GMOメイクショップ 元社員が店舗情報持ち出し、HDDにデータをコピー

 通販サイト構築パッケージ「メイクショップ」を提供するGMOメイクショップは2月16日、元社員がメイクショップを利用して通販サイトを構築した企業の情報を含む3万2800件と営業関連データを無断で社外に持ち出していたことが分かったと発表した。

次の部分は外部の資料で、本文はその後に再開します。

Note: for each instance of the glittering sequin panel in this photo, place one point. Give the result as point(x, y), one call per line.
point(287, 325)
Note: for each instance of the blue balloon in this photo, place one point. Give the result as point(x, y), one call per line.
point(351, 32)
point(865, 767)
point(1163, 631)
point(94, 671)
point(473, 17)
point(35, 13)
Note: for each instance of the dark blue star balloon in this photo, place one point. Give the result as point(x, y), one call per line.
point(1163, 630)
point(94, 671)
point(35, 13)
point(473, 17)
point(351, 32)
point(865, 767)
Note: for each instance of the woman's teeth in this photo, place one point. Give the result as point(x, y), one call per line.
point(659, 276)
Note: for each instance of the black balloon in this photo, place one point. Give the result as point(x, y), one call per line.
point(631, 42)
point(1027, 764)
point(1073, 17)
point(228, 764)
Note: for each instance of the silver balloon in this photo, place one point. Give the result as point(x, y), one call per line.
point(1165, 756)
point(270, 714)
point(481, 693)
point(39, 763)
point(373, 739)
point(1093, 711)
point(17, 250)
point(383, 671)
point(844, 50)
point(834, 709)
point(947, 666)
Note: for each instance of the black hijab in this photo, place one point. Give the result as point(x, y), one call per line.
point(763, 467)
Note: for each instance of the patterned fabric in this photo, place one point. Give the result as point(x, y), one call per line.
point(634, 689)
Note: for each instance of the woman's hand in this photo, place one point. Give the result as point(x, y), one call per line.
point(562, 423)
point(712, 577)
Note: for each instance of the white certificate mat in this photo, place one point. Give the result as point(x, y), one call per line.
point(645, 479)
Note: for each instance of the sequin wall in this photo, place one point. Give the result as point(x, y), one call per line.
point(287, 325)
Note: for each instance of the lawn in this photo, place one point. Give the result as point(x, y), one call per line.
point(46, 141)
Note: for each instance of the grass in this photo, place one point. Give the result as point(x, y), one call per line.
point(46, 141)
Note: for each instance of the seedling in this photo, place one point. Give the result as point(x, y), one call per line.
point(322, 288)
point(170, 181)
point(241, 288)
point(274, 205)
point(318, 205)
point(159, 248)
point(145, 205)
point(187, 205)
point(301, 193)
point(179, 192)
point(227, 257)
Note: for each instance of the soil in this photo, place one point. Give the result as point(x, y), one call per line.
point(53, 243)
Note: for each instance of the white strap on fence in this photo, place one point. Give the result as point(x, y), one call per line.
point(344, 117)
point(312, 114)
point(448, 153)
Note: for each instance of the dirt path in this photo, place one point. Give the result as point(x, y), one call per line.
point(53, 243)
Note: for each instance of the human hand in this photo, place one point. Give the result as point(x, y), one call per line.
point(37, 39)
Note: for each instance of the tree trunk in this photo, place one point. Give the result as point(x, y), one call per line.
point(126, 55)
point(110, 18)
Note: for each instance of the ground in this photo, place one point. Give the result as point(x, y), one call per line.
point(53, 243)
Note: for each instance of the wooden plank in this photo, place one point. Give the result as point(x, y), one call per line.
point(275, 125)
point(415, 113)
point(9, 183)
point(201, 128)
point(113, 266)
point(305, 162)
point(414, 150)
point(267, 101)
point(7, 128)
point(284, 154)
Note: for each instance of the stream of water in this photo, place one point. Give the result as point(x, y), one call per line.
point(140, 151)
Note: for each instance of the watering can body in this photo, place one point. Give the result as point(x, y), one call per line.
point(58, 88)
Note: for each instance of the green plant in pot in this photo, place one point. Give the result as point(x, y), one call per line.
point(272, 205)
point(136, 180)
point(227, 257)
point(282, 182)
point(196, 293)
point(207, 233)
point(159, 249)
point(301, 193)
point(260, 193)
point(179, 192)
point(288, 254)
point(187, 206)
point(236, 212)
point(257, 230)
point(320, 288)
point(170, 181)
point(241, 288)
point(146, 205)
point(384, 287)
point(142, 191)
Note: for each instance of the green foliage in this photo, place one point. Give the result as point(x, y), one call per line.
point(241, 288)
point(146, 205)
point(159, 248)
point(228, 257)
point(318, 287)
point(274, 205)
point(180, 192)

 同社によると、元社員が同社退職後に個人で業務を請け負っていた会社の関係者から、元社員が同社で知り得た顧客情報と営業関連データを持ち込んでいる可能性があるとの通報を受けた。調査したところ、元社員は顧客情報などを自分のハードディスク(HDD)に記録し、業務を請け負っていた会社の貸与したノートパソコンに保存していたことが分かった。GMOメイクショップでは、ノートパソコン内の顧客情報などを確認して削除した。また、元社員がデータをコピーしたHDDは同社が管理している。

 持ち出された情報は、店舗の運営者情報2万8001件(ショップID、企業名、住所、電話番号、運営者名、メールアドレス)。このうち、1万3495件の店舗で、売り上げに関する情報(ショップID、商品数、平均商品単価、ショップ会員数、月間流通額、月間注文数)が持ち出されていた。また、代理店の担当者情報4579件(企業名、住所、電話番号、担当者名)、同社主催セミナー参加者情報220件(企業名、住所、電話番号、氏名)も含まれている。

 同社では元社員と面談し、持ち出したデータの不使用と拡散禁止の誓約書を取得。情報を持ち出したHDD以外にはデータは保存されておらず、情報は拡散していないという。同社では2月3日、渋谷警察署に今回の事件について相談。また、6日には外部専門機関に依頼し、HDDのフォレンジック調査(解析ソフトを使った調査)を開始している。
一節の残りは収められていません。